In this report we explore publicly available data from the website of the Tamil Nadu government’s tnpsc.gov.in to analyze the marks obtained by candidates called for interview for the post of Assistant Statistical Investigator, for the recruitment year 2016.
The primary motivation behind this report is three-fold: (i) to perform elementary statistical analysis on the staff selection data, (ii) to document the process of getting and cleaning publicly available unstructured data into structured data in preferred formats that are ready for data science projects, and (iii) to get hands-on experience in generating publishable quality pdf/html documents using rmarkdown and knitr. The R language is used to clean the unstructured data and to perform statistical analysis.
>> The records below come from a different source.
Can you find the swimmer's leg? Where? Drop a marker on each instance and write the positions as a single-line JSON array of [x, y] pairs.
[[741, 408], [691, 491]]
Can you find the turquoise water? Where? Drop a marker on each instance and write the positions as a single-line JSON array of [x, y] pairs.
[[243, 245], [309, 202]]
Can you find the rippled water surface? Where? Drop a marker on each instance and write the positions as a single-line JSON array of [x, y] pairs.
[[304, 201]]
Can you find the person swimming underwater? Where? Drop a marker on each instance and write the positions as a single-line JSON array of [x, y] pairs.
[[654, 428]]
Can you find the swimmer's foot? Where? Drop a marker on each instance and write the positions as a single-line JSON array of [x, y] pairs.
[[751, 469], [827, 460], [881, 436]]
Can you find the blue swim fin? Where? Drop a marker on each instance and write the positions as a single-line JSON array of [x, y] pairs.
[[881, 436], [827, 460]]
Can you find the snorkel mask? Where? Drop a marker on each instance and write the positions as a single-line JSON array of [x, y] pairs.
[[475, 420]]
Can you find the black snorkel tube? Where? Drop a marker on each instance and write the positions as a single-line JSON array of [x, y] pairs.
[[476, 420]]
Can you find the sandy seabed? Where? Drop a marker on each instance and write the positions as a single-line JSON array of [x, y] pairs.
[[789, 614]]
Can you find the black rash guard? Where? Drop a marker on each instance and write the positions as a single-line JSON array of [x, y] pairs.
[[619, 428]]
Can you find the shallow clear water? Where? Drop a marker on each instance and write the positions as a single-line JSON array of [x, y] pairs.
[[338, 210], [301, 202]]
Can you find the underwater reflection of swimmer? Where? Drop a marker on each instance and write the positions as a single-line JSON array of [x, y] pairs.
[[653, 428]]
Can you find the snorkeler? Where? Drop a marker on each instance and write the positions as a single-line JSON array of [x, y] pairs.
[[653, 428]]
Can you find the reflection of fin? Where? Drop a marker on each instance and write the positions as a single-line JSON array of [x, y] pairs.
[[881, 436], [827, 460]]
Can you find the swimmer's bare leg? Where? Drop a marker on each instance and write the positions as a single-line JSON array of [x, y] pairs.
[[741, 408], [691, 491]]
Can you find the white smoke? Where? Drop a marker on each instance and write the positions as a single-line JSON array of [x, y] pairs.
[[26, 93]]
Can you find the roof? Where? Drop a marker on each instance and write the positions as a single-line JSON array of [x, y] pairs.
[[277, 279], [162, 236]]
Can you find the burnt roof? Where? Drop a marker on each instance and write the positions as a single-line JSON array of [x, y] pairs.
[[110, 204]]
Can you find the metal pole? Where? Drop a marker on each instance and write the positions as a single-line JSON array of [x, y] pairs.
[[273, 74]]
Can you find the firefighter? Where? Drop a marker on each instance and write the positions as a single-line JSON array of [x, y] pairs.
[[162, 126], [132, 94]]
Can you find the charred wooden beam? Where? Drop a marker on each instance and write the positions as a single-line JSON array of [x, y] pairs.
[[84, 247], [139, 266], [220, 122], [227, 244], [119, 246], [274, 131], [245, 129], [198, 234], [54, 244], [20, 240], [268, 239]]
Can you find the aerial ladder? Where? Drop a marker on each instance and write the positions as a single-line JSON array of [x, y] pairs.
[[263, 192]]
The R codes when present appear in grey boxes.
Tamil Nadu Public Service Commission (TNPSC), the Tamil Nadu state government body which is responsible for recruitment of staff for various posts in the state government, publishes results of the written examinations and interviews for staff selection in its website tnpsc.gov.in, with open access to the public. The data used in this report is the marks obtained by candidates called for interview process for the selection of Assistant Statistical Investigator in The Department of Economics and Statistics in The Tamil Nadu General Subordinate Service, 2014. The written test was conducted in July 2015 and the oral test was conducted in July 2016. The data includes the written, oral, and total marks of 534 candidates that were selected for the final interview before selection. The register number of the candidate is the identifier in the data; other variables present in the data are the community (based on caste) to which each candidate belongs and the sex of the candidates. A final comments column is also included for each candidate.
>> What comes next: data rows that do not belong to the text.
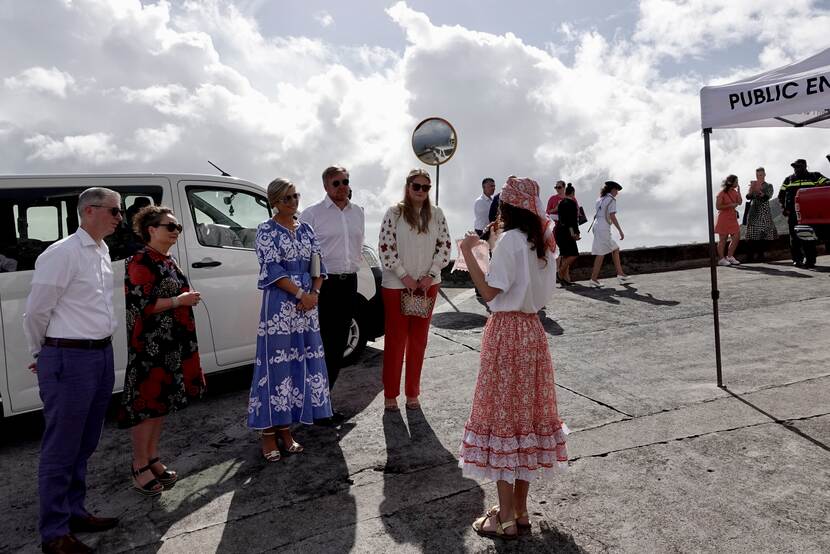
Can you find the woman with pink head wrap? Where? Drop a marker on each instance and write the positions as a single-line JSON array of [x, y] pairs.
[[514, 432]]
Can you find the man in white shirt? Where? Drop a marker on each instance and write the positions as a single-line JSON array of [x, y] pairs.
[[338, 224], [69, 322], [481, 208]]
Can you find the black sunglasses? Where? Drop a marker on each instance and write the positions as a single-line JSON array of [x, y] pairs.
[[114, 210], [169, 226]]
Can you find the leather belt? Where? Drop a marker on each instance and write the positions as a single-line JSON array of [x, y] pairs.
[[86, 344], [341, 276]]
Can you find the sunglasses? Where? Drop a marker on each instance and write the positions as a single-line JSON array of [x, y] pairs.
[[115, 211], [169, 226]]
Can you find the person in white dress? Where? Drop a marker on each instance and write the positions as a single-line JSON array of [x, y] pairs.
[[606, 216]]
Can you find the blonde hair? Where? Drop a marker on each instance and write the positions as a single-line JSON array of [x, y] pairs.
[[277, 189], [418, 221]]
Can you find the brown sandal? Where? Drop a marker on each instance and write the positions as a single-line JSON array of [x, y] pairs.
[[478, 527], [271, 455]]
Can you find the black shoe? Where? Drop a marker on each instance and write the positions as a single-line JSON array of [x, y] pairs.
[[91, 524], [66, 544], [336, 419]]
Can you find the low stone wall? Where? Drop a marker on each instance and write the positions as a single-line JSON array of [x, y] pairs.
[[649, 260]]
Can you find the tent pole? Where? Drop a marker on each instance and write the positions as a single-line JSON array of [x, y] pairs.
[[713, 266]]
The data available in the tnpsc.gov.in website was in pdf format (http://www.tnpsc.gov.in/results/cml_asi_2014.pdf). The pdf file was downloaded and then converted into an xlsx file from the online converter http://www.zamzar.com/.
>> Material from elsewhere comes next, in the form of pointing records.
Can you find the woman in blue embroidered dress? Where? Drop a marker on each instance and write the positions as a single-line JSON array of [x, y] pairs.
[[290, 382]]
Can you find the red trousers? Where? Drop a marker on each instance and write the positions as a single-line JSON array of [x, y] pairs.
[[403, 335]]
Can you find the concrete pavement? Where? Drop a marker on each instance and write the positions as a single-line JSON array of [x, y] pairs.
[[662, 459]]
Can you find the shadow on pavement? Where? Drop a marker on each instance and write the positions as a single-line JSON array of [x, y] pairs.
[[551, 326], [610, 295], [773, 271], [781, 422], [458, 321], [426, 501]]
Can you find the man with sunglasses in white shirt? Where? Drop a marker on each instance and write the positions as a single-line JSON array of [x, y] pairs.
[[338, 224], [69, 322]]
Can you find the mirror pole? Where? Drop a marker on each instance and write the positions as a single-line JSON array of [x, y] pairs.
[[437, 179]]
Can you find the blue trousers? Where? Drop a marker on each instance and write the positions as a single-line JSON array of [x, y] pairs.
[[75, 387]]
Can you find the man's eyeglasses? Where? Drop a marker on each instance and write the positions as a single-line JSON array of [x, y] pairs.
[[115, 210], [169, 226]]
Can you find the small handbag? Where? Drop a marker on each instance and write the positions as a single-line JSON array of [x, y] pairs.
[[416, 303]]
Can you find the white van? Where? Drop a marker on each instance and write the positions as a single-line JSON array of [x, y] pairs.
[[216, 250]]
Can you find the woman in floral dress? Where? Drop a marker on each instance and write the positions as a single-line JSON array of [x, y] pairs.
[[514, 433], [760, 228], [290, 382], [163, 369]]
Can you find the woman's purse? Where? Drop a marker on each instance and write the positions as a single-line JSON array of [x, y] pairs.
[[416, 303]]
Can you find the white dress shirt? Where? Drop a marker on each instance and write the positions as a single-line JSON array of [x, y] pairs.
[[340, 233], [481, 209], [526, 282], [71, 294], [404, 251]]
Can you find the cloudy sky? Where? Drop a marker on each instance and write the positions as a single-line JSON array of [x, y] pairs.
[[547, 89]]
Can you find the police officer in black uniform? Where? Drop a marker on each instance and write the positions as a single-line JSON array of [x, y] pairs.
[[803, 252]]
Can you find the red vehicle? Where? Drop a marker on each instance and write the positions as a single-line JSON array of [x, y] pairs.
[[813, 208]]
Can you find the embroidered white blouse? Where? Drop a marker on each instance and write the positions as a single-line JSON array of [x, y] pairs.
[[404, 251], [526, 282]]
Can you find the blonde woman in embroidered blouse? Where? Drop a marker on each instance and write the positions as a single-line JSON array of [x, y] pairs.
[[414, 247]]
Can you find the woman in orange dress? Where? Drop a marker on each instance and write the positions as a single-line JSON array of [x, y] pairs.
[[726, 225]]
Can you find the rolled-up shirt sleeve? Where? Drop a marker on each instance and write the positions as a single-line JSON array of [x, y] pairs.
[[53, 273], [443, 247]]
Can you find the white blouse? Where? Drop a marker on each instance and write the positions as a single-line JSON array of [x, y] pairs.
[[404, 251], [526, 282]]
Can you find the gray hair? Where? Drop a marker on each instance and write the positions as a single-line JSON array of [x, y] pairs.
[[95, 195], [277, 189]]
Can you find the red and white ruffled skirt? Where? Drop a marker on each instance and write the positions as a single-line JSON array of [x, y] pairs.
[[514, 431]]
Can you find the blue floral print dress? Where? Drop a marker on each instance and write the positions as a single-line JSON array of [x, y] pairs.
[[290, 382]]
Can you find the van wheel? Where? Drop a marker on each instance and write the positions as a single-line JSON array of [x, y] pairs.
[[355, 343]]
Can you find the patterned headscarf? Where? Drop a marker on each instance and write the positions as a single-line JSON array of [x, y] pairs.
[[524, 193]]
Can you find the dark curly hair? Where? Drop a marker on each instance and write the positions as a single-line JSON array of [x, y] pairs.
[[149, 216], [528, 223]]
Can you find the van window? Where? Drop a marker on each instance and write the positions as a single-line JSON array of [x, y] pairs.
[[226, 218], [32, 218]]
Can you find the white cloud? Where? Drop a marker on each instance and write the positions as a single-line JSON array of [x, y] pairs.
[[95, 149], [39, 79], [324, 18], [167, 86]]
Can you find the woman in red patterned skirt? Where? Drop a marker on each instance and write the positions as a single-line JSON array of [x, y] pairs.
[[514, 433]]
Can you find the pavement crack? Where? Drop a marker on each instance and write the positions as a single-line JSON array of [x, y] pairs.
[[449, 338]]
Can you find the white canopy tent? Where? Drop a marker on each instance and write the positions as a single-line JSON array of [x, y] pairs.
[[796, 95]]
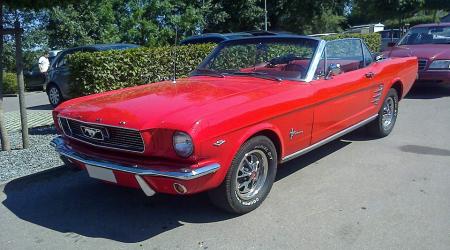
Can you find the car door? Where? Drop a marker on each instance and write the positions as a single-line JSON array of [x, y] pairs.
[[344, 99], [34, 78]]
Since this is a data downloaded from the internet, it is better practice to record the time stamp of the download, which can be done with the R code date(). The time stamp output of our download is ## [1] "Mon Jan 9 23:20:47 2017".
Figure 1 shows a snapshot of the converted xlsx document. The data in the pdf were converted into a single xlsx file with 23 sheets of data in it (one sheet per pdf page).
Screen shot of the converted xlxs document. Highlighted in red is the multiple pages (sheets) inside a single xlsx file.
As can be seen from the screen shot, the converted xlxs file is unstructured with additional information other than the data, and the data spread over many sheets of an xlsx file. Comparing the pdf and the xlsx file, it is confirmed that there were no data loss or error in data conversion.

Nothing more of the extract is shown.